中国芸南学園 http://www.ch-jigyodan.jp/geinan/ 竹原市忠海東町2丁目10−1
黒滝ホーム 竹原市忠海中町3丁目13−1


花見を楽しむちゅうげいの利用者(2019年4月)

 中国芸南学園は2020年、創設53年目を迎えました。気候温暖な瀬戸内海沿岸部の竹原市忠海の地で1968年、知的障害児の保護育成を目的に定員30人で誕生、75年には知的障害者施設も併設し、障害のある人たちへの一貫した支援体制を築いてきました。

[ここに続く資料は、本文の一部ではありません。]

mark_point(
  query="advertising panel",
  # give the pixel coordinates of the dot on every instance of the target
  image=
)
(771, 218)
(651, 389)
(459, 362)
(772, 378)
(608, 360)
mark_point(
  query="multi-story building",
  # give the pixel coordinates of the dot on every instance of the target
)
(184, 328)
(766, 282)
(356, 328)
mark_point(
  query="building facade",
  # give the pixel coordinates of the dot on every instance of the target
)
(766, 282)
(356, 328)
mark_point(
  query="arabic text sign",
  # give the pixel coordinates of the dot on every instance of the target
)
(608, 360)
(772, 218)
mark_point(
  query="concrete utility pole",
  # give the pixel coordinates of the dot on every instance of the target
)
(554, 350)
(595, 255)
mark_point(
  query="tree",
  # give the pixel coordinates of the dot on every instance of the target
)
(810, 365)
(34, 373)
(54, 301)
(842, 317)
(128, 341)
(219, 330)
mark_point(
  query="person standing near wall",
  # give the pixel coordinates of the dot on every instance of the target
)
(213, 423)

 その後、入所施設のほか、在宅障害者に日中活動を提供する障害福祉サービスや、地域の中で共同生活するグループホーム事業にも取り組み、現在は約150人の利用をいただいています。

 障害福祉サービスは2002年に開始し、パンの製造・販売やカキ養殖の貝殻通し作業などを通して、生きがいを得る場を保障しています。グループホームは1992年から開設し、現在は町内7カ所で利用者の地域移行ニーズに対応しています。また、地域支援センターも設け、専任の相談支援専門員がさまざまな相談に対応し、施設の短期利用の受け入れにも取り組んでいます。

 2012年からは障害児通所支援事業(放課後等デイサービス・保育所等訪問支援)を始めました。翌13年には児童発達支援事業(未就学児の通所)も開始し、現在は相談支援事業とともに竹原市中心部に拠点を移して就学前児童から高校生までの療育や相談を行っています。

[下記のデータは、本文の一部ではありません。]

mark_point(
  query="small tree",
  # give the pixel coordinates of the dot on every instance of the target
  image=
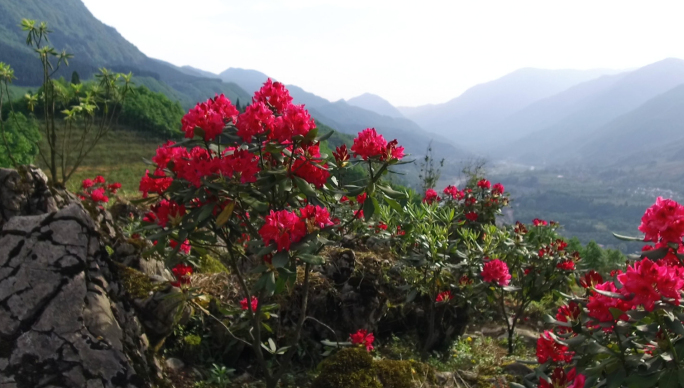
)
(74, 118)
(429, 174)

 施設の整備も積極的に進めています。1993年、老朽化した成人居住棟の全面改築と児童居住棟の内部補修を実施しました。2003年には児童居住棟、食堂・厨房、事務室、医務室、地域交流センターなどを統合した中枢棟を建設し、利用者の障害特性に合った福祉サービスが提供できる支援体制を整えました。児童福祉法の改正に伴い、子どもたちだけで居住できる児童棟も18年に新設、家庭的な雰囲気の中で生活する環境ができました。

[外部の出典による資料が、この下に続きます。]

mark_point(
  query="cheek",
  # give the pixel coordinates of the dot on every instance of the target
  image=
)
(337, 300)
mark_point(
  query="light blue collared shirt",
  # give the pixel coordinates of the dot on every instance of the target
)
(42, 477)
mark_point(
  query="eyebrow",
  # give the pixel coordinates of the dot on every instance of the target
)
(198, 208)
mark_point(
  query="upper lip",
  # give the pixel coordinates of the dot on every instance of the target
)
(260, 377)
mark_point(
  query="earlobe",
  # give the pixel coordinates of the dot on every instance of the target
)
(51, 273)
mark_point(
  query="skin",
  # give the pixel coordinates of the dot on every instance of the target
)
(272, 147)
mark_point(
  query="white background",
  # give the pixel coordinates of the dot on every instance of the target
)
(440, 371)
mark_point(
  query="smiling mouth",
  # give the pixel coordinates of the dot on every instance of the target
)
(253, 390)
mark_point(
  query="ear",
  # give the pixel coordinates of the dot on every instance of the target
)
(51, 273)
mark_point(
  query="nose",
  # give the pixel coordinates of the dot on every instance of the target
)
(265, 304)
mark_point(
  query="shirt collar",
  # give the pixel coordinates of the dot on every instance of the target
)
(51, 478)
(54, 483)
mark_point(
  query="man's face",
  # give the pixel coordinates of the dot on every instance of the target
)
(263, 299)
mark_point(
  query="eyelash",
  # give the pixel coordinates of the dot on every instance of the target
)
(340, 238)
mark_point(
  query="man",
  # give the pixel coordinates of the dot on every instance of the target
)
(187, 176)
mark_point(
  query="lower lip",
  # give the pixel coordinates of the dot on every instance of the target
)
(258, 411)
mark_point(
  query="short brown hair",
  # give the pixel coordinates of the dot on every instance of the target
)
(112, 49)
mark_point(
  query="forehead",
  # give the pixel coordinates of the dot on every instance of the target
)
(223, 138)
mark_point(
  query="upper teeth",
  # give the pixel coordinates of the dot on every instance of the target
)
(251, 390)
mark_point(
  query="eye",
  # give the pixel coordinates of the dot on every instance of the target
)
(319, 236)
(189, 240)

 バリアフリー化を徹底させた成人居住棟の大規模改修は18年12月完成、段差の解消や車いすに座ったまま入浴できる浴槽を設置しました。障害者が地域で快適に暮らせるよう自前のグループホームの建設にも取り組み、2棟目の新しいホームが19年11月に完成しました。


黒滝ホームの盆踊り大会 雨のため室内でにぎやかに(2019年8月)

 一方、03年、竹原市より養護老人施設「黒滝ホーム」の運営を委託され、その後、指定管理者としての協定を結んでいます。訪問介護、居宅介護支援事業所も開設し、09年からは対象を障害児、者までに広げ、移動支援なども手掛けるようになりました。

 積み重ねてきた支援、サービスの実績が評価され、19年4月、さらに5年間の指定管理者としての契約を締結しました。入所者、利用者が尊厳を持って、その人らしい生活が送れるような介護サービスの提供に努めていきます。